Jatropha: Too good to be true?
A collaborative study between researchers at Institute for Environmental Science and Technology (ICTA) at the Autonomous University of Barcelona (UAB) and ATREE questions the claim of Jatropha as a super crop that will combat climate change and address the problem of rural poverty. Jatropha is an oilseed crop that is supposed to provide a renewable alternative to fossil fuels, in the form of biodiesel. Its promoters also claim it to be a pro-poor cash crop, being productive on marginal lands, requiring minimum or no irrigation or fertilizer inputs. The Indian government and several Indian states, especially Chhattisgarh, Rajasthan and Tamil Nadu, have promoted Jatropha heavily, both on public and private lands. However, the UAB-ATREE study in Tamil Nadu, published recently in two parts in Ecological Economics and Journal of Peasant Studies, shows that Jatropha oilseed yields even in private agricultural lands are poor, especially under rainfed conditions, and that irrigation is necessary for Jatropha to be even marginally profitable. Further, with low yields on marginal lands and requirement of expensive inputs for a profitable yield, the pro-poor tag is quite inapplicable to Jatropha. In fact, its cultivation exacerbates competition for water, reduces firewood availability, and increases intra-village inequity. The study shows that many farmers have suffered major economic losses by entering into Jatropha cultivation, that the biodiesel companies who encouraged the farmers to do so have gone back on their promises of purchasing the oilseeds at a remunerative price, and consequently many farmers have uprooted the crop and gotten into conflicts with the promoters at various levels. These findings add to the growing disillusionment with the public policy on biofuels in India, which is already under fire for promoting fuel crop cultivation that displaces food crops from arable lands.
Link to articles
Ariza-Montobbio P. and Lele S., 2010. Jatropha plantations for biodiesel in Tamil Nadu, India: Viability, livelihood trade-offs, and latent conflict. Ecological Economics, 70:189-195.

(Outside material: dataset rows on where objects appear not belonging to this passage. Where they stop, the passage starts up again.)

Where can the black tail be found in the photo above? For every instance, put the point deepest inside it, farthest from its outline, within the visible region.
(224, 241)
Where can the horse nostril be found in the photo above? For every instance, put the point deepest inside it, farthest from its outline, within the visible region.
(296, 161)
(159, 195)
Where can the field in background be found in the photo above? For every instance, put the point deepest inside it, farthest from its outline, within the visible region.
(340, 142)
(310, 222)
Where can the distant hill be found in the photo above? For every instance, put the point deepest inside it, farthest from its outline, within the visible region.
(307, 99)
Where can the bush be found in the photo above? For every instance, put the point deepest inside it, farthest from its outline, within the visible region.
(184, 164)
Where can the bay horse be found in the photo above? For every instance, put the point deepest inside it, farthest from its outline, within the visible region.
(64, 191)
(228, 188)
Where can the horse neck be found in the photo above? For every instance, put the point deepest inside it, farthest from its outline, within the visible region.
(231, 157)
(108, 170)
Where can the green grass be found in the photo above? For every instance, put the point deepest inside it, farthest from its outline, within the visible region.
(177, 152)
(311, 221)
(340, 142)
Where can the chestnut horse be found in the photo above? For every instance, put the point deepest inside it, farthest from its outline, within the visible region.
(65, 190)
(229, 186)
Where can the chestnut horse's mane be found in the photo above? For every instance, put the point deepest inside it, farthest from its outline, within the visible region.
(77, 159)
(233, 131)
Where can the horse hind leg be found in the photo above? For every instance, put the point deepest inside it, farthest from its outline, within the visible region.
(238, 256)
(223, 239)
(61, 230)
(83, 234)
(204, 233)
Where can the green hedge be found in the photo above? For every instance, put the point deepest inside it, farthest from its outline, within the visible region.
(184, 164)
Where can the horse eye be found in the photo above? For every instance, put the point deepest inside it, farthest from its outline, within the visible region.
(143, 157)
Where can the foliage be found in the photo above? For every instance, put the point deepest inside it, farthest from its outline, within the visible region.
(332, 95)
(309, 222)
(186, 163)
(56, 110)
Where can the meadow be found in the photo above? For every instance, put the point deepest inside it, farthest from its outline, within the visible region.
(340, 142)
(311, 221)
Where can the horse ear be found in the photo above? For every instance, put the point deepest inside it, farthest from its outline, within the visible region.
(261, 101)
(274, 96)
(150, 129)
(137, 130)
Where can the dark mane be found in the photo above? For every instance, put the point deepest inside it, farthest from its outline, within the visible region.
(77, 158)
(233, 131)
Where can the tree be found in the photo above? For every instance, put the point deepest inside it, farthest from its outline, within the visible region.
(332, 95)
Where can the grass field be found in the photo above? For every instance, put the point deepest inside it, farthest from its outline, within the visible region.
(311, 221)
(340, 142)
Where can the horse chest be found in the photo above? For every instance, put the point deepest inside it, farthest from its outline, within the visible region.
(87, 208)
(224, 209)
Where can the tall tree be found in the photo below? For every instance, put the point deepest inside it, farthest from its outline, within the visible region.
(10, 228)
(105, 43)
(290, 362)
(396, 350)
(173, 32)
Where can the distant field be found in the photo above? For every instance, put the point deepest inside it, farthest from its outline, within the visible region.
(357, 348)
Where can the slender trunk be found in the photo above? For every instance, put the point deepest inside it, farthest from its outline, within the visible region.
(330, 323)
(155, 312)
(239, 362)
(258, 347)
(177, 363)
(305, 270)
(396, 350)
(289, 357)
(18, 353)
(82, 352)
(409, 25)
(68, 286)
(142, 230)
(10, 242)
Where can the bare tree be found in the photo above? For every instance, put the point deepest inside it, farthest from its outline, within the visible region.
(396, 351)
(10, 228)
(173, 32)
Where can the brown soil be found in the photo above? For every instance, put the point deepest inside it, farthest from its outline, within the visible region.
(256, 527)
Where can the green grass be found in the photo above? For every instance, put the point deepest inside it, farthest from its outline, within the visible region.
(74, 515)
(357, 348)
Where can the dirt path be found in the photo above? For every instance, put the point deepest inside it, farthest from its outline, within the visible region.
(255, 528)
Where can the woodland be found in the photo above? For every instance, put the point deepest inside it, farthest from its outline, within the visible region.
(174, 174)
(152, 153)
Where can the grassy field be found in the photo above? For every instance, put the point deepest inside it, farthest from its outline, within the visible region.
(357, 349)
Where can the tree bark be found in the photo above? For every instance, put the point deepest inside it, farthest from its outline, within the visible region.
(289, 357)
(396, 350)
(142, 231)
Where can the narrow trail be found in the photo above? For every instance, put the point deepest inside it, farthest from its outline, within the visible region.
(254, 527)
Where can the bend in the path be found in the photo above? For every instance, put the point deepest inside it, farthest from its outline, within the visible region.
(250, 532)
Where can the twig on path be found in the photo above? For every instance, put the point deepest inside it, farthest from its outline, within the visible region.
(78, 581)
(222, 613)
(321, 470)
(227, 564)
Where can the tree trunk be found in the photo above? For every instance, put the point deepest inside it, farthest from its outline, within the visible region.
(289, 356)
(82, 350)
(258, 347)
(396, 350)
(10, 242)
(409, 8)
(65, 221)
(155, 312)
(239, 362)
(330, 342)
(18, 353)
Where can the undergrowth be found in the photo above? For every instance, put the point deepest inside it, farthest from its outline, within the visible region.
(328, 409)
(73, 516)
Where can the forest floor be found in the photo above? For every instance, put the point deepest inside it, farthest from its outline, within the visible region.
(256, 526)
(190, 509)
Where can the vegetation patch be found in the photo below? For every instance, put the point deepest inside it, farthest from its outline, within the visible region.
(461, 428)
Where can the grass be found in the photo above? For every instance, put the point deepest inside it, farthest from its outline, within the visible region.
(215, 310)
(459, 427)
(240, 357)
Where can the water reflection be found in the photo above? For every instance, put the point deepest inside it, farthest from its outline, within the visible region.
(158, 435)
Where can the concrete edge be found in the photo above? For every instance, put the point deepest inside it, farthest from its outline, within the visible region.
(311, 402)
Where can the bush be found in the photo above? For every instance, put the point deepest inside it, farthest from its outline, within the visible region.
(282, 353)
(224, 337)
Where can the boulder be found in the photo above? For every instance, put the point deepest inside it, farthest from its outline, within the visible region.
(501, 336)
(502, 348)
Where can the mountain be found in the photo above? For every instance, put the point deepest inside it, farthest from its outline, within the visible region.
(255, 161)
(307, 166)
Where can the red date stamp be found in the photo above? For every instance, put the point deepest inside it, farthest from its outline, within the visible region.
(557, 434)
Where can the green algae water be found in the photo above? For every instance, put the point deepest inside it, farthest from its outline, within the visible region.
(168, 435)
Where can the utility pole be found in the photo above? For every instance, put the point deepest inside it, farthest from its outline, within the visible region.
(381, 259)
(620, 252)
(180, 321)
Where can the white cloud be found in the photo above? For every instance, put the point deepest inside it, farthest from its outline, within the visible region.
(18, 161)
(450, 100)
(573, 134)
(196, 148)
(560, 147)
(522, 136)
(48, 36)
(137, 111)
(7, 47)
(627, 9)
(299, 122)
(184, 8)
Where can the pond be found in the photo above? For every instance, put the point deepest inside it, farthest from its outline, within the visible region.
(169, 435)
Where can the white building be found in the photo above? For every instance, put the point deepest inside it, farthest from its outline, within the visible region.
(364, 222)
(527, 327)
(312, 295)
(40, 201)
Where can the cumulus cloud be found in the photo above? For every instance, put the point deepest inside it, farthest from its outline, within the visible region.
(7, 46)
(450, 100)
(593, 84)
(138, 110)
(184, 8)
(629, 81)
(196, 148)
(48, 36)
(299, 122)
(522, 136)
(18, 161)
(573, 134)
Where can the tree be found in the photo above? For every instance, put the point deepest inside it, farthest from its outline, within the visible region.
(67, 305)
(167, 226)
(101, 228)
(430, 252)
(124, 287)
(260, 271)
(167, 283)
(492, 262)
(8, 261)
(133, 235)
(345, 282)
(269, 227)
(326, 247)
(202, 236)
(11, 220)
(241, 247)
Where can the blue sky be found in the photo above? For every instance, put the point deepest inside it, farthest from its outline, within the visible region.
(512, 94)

Ariza-Montobbio, Pere , Lele, Sharachchandra , Kallis, Giorgos and Martinez-Alier, Joan(2010) The political ecology of Jatropha plantations for biodiesel in Tamil Nadu, India. Journal of Peasant Studies, 37: 4, 875 — 897
Related reading
Friends of the Earth report: Jatropha: Money Does Not Grow on Trees
http://www.business-standard.com/india/news/govt/s-biofuel-dream-fails-t...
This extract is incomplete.